[ovirt-users] Re: Unrecoverable NMI error on HP Gen8 hosts.

2022-01-08 Thread Diggy Mc
These Gen8 servers have iLO-3 on them.  They are at the latest version of iLO.  
I'm not familiar with 'fencing'.  Any guidance you can offer on the subject 
would be greatly appreciated.
___
Users mailing list -- users@ovirt.org
To unsubscribe send an email to users-le...@ovirt.org
Privacy Statement: https://www.ovirt.org/privacy-policy.html
oVirt Code of Conduct: 
https://www.ovirt.org/community/about/community-guidelines/
List Archives: 
https://lists.ovirt.org/archives/list/users@ovirt.org/message/QVZXPYGPRESD752IVJW4XAHBFOERLZCG/


[ovirt-users] Re: Unrecoverable NMI error on HP Gen8 hosts.

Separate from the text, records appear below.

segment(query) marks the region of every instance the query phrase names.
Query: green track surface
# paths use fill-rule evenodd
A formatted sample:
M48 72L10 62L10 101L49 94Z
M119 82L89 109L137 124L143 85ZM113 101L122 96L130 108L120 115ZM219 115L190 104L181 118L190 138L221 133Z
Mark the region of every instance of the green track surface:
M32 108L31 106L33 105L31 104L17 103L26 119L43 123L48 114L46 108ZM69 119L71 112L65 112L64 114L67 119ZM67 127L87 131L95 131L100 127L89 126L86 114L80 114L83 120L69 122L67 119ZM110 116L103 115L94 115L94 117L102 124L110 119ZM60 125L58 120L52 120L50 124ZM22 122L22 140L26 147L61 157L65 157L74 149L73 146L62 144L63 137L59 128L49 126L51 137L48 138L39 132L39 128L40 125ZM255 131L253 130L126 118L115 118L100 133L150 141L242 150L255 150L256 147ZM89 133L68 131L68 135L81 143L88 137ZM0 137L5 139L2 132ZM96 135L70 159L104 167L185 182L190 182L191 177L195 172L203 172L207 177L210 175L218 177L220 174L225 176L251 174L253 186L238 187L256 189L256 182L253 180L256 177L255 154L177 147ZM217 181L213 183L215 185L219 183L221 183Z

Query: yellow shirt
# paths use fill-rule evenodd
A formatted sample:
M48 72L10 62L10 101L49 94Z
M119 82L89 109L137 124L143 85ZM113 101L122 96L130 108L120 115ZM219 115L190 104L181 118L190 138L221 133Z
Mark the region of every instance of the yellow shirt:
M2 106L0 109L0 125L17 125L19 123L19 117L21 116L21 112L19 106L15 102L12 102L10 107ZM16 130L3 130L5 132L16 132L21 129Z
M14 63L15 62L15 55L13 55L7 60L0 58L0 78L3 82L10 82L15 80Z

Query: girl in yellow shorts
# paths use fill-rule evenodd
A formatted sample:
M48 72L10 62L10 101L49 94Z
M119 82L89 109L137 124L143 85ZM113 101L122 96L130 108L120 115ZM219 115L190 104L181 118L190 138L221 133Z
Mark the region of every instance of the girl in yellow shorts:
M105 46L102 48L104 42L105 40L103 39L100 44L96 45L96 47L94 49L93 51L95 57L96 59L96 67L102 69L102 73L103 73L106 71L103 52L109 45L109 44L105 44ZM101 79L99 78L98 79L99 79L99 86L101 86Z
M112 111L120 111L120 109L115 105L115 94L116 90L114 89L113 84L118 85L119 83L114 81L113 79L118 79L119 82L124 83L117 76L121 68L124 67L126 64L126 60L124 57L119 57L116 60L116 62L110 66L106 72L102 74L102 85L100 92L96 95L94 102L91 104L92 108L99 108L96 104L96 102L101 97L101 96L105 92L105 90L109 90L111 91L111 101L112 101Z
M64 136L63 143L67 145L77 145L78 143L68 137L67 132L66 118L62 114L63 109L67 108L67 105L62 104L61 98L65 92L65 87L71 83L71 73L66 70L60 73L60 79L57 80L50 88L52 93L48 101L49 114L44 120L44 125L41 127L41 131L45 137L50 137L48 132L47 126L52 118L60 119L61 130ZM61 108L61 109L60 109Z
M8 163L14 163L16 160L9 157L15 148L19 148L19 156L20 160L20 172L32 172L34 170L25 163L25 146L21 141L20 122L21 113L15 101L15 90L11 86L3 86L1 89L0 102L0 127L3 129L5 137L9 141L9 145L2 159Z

2022-01-08 Thread Diggy Mc
> On Thu, Dec 30, 2021 at 8:02 PM Diggy Mc  
> Are you sure it's related to oVirt at all? To Linux?
> Did you check the hardware? Contact your hardware support? Perhaps check
> some on-board diagnostics/logs/whatever?
> 
> Good luck and best regards,

Before putting the Gen8 servers into production (as with all servers), I ran 
the comprehensive HP diagnostic tests on them for 24 hours.  I also ran the 
intensive MemTest86 tests on them for 24 hours as well.  All tests passed. I 
feel safe assuming the hardware is okay.

The little information I have found on the matter suggests it is a Kernel 
watchdog issue, but those articles offered no help in resolving the problem.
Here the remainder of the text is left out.